Danijel Žeželj e la distopia di “Days of Hate”

Days of Hate, la serie più recente disegnata del fumettista di origini croate Danijel Žeželj (per i testi di Ales Kot) e pubblicata in Italia da Eris Edizioni, racconta un’America piegata da un regime simil dittatoriale di estrema destra. In questo scenario, un ristretto gruppo di attivisti resiste cercando di combattere un potente esponente del governo.

Žeželj e Kot, con forte consapevolezza politica e sociale, hanno realizzato un’opera che non esita a prendere posizione contro certe tendenze alt-right contemporanee, illustrando un futuro prossimo distopico ma tristemente simile al presente. Abbiamo parlato di Days of Hate – per noi una delle migliori serie uscite in Italia nel 2019 – con lo stesso Žeželj, affrontando anche in generale quello che è il suo approccio al lavoro di fumettista e la sua visione della società contemporanea.

Days of Hate intervista Zezelj Kot Eris Edizioni

In un certo senso, Days of Hate è un passo coerente nel tuo percorso artistico fatto di lavori dalla grande consapevolezza sociale, basti guardare anche a Babilon, nel quale gentrificazione e differenze di classe sono centrali. Come è nato inizialmente il progetto?

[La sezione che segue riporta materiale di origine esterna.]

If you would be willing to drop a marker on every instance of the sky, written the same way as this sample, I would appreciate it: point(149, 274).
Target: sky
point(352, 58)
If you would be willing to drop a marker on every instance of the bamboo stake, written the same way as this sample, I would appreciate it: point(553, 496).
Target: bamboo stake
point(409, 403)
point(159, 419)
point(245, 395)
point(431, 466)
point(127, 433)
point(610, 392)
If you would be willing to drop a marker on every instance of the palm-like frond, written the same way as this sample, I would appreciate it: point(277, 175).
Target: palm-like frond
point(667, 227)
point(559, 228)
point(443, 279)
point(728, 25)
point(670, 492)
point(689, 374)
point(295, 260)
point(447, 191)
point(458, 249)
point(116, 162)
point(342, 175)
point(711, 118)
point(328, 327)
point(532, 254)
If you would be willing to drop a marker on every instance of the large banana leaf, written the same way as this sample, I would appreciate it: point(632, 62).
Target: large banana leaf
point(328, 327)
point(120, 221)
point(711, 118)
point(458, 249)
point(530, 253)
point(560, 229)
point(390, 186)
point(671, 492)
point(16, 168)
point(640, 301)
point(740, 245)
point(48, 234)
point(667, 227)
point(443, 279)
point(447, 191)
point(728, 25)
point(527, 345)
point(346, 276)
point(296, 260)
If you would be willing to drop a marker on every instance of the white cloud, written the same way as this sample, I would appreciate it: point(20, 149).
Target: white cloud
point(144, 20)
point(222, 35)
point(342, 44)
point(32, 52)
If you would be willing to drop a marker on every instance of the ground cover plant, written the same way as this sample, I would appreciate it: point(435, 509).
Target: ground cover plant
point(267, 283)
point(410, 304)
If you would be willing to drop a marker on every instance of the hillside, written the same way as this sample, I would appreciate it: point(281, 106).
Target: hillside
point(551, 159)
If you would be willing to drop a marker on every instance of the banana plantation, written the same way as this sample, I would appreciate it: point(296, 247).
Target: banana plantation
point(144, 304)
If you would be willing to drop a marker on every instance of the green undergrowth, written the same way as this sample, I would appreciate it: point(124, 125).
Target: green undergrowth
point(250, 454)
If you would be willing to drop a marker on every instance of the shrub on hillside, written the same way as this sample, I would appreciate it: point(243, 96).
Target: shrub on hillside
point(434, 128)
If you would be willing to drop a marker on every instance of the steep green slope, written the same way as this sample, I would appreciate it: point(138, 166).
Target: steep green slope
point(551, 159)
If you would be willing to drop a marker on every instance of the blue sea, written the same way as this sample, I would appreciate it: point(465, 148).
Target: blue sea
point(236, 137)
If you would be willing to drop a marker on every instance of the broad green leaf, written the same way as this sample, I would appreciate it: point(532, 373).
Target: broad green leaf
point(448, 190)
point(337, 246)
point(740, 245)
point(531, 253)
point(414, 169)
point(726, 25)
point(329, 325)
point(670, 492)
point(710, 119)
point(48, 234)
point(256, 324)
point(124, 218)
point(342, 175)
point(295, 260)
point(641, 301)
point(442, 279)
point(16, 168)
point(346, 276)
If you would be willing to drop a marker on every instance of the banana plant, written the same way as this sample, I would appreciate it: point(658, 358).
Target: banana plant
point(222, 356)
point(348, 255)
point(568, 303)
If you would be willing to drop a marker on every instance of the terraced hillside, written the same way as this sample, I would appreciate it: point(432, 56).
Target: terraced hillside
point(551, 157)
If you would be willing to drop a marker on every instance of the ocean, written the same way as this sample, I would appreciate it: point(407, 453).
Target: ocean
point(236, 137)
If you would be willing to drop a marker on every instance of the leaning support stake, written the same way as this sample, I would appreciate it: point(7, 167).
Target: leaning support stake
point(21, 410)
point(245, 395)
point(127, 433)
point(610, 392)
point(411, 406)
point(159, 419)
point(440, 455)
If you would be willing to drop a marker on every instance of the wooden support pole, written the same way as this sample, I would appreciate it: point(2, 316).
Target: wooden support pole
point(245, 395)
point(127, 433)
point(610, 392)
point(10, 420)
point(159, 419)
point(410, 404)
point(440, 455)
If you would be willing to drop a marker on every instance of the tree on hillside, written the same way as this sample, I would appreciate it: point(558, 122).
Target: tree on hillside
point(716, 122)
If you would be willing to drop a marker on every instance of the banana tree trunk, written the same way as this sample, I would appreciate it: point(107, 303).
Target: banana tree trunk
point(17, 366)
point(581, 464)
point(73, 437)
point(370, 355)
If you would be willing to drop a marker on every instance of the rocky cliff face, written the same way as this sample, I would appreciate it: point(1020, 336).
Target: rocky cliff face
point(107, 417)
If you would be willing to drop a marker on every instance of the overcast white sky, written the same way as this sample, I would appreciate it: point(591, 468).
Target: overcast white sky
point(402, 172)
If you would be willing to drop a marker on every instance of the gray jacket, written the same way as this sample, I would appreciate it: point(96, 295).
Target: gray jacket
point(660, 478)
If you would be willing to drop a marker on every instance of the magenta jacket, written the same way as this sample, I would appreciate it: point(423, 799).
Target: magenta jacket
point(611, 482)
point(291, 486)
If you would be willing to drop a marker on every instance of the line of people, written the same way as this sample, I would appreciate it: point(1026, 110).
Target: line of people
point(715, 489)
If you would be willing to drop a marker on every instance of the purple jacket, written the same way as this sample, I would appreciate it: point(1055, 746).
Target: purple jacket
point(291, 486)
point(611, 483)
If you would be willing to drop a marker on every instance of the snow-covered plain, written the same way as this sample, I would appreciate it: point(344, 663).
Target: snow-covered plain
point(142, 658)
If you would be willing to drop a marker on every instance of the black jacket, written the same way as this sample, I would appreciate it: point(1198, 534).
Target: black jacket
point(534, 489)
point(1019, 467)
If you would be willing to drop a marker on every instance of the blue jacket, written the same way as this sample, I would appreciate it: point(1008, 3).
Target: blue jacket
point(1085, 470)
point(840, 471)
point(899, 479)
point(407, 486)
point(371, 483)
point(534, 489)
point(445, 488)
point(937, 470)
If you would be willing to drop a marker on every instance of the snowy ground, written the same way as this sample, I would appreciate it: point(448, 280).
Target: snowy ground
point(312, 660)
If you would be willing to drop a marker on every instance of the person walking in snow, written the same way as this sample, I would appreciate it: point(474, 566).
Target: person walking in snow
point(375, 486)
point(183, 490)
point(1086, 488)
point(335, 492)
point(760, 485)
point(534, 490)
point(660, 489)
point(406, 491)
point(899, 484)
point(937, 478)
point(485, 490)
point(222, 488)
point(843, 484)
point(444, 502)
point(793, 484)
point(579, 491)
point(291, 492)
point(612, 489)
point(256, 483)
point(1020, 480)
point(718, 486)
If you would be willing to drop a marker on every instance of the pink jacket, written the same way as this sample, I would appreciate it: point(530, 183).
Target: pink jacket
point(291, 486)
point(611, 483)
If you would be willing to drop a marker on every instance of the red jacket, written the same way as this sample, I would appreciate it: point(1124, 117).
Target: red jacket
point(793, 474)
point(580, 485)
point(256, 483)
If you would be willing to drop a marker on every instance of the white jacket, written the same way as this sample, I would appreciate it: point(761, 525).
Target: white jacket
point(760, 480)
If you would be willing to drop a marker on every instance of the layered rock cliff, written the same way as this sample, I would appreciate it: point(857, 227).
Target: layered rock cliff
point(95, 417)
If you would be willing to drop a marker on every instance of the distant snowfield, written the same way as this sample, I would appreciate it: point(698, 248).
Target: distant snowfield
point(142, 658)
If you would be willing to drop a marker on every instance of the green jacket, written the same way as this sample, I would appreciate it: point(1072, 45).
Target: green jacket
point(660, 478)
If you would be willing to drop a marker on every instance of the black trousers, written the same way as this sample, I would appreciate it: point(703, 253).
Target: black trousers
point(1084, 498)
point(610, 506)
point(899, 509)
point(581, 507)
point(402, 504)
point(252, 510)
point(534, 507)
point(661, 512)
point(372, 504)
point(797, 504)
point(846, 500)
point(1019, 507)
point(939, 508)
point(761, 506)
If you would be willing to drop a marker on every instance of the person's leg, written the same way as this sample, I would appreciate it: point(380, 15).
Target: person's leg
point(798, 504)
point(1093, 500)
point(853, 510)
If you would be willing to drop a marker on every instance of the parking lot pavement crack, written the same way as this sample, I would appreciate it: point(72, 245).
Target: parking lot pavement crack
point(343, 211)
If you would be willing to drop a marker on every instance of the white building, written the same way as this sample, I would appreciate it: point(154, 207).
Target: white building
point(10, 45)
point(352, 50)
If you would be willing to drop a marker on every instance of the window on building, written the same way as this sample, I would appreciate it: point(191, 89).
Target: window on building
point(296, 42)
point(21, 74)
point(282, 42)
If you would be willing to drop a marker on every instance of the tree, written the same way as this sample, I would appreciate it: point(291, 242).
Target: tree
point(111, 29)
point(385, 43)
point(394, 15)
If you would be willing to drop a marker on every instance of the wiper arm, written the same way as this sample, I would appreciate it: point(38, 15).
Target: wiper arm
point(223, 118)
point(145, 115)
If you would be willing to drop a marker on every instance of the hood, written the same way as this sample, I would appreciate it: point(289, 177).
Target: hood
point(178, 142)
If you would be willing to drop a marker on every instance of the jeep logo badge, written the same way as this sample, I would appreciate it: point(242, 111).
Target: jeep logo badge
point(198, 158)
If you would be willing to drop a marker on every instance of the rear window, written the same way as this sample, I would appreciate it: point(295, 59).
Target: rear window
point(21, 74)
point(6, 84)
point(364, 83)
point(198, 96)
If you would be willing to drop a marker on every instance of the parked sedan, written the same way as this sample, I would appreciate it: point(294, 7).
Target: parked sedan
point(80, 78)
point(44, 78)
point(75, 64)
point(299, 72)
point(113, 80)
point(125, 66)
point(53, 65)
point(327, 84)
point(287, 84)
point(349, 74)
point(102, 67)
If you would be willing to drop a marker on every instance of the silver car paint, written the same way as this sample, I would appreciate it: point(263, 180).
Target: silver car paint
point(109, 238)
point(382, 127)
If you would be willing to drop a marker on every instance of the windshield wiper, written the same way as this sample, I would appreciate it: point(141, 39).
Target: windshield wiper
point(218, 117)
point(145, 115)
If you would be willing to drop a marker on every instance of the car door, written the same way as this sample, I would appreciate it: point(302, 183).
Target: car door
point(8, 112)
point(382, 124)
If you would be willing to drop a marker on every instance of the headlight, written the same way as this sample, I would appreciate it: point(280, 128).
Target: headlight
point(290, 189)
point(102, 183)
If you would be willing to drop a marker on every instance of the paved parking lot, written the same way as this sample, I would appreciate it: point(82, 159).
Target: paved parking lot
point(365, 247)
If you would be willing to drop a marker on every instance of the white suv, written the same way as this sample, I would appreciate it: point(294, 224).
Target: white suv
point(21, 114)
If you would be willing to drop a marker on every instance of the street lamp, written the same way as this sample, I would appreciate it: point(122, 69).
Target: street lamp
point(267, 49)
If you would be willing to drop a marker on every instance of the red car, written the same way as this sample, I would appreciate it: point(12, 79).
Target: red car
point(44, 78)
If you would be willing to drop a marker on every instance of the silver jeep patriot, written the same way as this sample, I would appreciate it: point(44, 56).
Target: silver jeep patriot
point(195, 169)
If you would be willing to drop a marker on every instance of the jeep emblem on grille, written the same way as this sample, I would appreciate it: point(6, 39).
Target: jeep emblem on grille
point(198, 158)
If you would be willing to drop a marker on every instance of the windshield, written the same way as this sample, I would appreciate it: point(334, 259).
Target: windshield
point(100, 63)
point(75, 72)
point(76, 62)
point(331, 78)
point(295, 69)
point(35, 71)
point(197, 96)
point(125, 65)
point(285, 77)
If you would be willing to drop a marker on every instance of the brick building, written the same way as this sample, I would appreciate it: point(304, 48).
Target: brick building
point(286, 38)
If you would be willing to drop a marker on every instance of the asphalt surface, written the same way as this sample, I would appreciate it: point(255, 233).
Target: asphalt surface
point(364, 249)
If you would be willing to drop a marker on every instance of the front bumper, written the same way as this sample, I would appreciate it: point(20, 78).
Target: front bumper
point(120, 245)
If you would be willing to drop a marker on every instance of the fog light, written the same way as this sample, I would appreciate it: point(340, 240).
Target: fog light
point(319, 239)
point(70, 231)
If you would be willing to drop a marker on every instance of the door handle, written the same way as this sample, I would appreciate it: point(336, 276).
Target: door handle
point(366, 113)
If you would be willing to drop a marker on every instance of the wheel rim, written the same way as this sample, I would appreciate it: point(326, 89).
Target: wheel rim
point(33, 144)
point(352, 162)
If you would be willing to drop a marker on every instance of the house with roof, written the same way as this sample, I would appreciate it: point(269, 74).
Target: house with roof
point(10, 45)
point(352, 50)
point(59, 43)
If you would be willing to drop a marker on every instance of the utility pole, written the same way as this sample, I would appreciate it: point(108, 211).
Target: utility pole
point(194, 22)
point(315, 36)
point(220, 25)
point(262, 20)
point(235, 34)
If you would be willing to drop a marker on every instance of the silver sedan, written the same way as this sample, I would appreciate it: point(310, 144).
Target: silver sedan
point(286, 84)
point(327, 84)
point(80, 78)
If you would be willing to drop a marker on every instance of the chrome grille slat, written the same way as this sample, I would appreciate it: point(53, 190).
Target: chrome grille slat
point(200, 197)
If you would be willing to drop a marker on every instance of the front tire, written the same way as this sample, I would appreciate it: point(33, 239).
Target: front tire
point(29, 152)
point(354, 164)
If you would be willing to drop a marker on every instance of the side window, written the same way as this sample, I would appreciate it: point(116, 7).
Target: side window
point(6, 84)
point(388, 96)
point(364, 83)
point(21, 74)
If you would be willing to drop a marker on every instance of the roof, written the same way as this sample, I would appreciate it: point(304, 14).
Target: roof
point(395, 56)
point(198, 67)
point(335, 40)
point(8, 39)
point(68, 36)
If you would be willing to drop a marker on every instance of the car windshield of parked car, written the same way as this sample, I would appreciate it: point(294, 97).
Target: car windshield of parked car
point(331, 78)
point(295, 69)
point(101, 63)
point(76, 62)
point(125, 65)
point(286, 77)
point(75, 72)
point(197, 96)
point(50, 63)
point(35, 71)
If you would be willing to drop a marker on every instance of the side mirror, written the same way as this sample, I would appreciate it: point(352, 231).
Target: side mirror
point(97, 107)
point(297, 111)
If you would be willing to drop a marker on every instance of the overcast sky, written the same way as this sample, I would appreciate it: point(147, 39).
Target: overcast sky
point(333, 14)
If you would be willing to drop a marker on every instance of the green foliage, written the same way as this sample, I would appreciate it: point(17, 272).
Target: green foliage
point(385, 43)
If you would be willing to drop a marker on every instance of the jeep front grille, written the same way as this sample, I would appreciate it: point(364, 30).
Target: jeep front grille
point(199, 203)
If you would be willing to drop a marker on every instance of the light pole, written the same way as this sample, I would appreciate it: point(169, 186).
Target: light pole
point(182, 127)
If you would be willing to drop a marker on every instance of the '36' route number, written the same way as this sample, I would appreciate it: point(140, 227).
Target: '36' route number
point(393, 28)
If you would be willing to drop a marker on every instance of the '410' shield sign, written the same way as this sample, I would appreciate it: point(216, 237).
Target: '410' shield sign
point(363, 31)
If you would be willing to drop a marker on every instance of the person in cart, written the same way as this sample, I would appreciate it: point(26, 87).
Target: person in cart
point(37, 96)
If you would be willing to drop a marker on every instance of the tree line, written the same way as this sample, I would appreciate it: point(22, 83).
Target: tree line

Prima di lavorare a Days of Hate non conoscevo Ales di persona. Mi inviò il soggetto qualcosa come dieci anni fa, ma non ci lavorammo subito. Non ero nemmeno sicuro che quel soggetto fosse pensato per diventare un fumetto. In seguito ebbi modo di vedere gli altri suoi libri, e alcuni anni fa siamo rientrati in contatto, pensando di produrre qualcosa insieme. All’inizio buttammo giù varie idee, ma poi ci trovammo d’accordo su raccontare qualcosa che avesse a che fare con la situazione politica di quel momento, dell’America in particolare. Era un soggetto che interessava molto a entrambi.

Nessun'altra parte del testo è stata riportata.